Berdasarkan dokumen yang diperoleh media, surat tertanggal 20 Mei 2026 tersebut dikirim melalui layanan PT Pos Indonesia dan ditujukan kepada Ketua Satgas MBG Kabupaten Tojo Una-Una.
Dalam surat itu, pihak pengirim yang mengatasnamakan relawan MBG menyampaikan keberatan atas dugaan pemotongan honor relawan sebesar Rp15 ribu per keterlambatan masuk kerja.
Pihak pelapor mempertanyakan dasar kebijakan tersebut karena disebut belum disertai petunjuk teknis (juknis), surat edaran, maupun keputusan resmi dari Badan Gizi Nasional (BGN) yang mengatur mekanisme dan nominal pemotongan.
“Tidak ada dasar aturan yang disampaikan secara terbuka kepada relawan. Karena itu kami meminta adanya kejelasan dan transparansi,” demikian isi pokok aduan keberatan yang termuat dalam surat tersebut.
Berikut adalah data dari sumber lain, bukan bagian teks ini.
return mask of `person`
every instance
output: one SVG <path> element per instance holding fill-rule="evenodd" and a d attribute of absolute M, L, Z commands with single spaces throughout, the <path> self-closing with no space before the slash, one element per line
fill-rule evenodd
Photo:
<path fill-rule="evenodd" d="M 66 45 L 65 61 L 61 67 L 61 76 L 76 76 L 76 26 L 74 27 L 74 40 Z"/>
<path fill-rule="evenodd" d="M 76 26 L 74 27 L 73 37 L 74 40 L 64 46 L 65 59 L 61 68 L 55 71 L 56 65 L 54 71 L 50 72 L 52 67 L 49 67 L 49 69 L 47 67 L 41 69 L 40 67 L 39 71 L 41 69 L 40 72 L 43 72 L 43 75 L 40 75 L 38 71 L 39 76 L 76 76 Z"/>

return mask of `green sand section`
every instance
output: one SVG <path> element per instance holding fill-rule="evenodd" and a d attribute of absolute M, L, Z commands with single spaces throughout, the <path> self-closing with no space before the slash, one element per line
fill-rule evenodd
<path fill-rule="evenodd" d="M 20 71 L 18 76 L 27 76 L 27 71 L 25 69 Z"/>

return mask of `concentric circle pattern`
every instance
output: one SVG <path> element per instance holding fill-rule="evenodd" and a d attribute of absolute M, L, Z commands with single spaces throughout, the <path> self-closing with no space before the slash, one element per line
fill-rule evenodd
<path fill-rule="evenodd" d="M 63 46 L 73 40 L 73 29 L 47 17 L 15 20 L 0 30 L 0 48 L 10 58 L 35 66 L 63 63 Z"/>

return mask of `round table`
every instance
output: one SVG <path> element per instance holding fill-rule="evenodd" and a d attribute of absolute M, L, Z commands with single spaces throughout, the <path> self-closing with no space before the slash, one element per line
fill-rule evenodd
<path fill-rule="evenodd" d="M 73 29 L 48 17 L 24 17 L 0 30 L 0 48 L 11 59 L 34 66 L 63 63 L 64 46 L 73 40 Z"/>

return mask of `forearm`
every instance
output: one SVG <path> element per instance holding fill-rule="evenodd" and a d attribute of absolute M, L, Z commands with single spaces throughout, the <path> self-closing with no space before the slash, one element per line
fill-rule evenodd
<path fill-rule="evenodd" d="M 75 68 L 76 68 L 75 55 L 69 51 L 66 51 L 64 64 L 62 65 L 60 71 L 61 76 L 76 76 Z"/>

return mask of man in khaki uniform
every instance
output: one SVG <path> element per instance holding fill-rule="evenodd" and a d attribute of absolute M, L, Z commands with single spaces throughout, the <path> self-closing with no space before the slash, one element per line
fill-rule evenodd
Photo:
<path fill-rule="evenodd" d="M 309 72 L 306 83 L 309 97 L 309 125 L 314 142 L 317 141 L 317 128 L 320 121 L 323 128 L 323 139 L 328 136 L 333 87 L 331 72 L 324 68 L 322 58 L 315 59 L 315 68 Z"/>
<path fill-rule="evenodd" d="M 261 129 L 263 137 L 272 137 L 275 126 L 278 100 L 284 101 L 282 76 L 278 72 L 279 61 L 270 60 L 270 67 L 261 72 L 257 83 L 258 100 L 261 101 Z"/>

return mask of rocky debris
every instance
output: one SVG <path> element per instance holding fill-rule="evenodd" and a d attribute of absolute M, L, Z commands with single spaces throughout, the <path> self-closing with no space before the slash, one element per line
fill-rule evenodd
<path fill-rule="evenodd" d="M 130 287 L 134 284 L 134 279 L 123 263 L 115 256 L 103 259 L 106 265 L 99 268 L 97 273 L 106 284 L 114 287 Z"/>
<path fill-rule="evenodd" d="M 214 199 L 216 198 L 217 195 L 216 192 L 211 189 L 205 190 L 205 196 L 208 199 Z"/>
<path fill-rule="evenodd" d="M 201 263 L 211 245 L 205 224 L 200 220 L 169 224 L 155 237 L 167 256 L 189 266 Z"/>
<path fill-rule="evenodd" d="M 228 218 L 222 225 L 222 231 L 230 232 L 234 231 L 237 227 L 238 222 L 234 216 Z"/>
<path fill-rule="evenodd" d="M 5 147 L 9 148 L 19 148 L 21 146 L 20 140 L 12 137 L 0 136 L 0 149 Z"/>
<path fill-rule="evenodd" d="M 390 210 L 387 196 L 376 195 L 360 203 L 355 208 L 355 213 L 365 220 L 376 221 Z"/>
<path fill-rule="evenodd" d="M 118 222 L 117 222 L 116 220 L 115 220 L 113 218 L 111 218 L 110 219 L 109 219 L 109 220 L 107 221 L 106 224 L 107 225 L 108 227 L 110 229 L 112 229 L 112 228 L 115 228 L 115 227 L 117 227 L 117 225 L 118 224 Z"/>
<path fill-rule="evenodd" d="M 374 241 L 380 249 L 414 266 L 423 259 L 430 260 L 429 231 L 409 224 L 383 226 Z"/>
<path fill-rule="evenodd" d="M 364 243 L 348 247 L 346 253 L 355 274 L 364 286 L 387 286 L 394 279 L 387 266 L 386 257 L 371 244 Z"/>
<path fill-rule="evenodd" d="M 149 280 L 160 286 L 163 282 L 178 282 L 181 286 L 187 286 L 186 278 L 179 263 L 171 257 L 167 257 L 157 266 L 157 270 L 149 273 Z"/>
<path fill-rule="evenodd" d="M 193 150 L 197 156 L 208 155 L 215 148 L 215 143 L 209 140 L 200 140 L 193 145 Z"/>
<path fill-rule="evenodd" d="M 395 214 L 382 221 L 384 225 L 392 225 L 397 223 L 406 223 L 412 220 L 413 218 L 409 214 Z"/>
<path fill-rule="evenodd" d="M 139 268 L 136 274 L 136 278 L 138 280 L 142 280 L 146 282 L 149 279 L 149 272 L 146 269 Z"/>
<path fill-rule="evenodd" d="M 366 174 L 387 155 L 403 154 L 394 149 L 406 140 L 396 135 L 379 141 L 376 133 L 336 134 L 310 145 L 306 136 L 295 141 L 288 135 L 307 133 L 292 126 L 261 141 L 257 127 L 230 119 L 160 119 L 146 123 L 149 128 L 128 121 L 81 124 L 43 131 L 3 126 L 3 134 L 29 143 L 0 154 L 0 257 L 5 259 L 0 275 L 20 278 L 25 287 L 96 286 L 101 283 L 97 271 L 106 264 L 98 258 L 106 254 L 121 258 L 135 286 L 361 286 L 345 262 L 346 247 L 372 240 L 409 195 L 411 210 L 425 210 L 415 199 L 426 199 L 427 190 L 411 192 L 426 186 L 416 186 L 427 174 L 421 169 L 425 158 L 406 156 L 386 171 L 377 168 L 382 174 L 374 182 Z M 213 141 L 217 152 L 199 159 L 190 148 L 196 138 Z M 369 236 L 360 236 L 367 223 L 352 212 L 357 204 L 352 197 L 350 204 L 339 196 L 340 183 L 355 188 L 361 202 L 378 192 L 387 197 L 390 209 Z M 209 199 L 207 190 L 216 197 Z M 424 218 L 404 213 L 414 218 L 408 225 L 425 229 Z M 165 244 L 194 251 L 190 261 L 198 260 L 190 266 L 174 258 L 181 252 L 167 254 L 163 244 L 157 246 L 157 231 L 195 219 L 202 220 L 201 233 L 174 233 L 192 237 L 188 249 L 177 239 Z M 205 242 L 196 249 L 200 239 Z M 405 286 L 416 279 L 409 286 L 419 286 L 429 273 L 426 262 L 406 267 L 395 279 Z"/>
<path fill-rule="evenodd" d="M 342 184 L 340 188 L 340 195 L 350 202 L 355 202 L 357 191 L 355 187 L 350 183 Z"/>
Selain meminta penghentian kebijakan yang dipersoalkan, surat itu juga mendorong adanya klarifikasi, evaluasi internal, serta keterbukaan terkait mekanisme pengelolaan hak relawan dalam pelaksanaan program.
Informasi yang dihimpun menyebutkan surat tersebut turut ditembuskan kepada sejumlah instansi terkait, termasuk unsur pengawasan dan pihak yang membidangi pelaksanaan Program Makan Bergizi Gratis.
Hingga berita ini diterbitkan, pihak pengelola SPPG MBG Tombo 1 Ratolindo maupun pihak terkait yang dituju dalam surat tersebut belum memberikan pernyataan resmi mengenai dugaan tersebut.
Media ini tetap membuka ruang hak jawab dan klarifikasi sesuai ketentuan Undang-Undang Pers.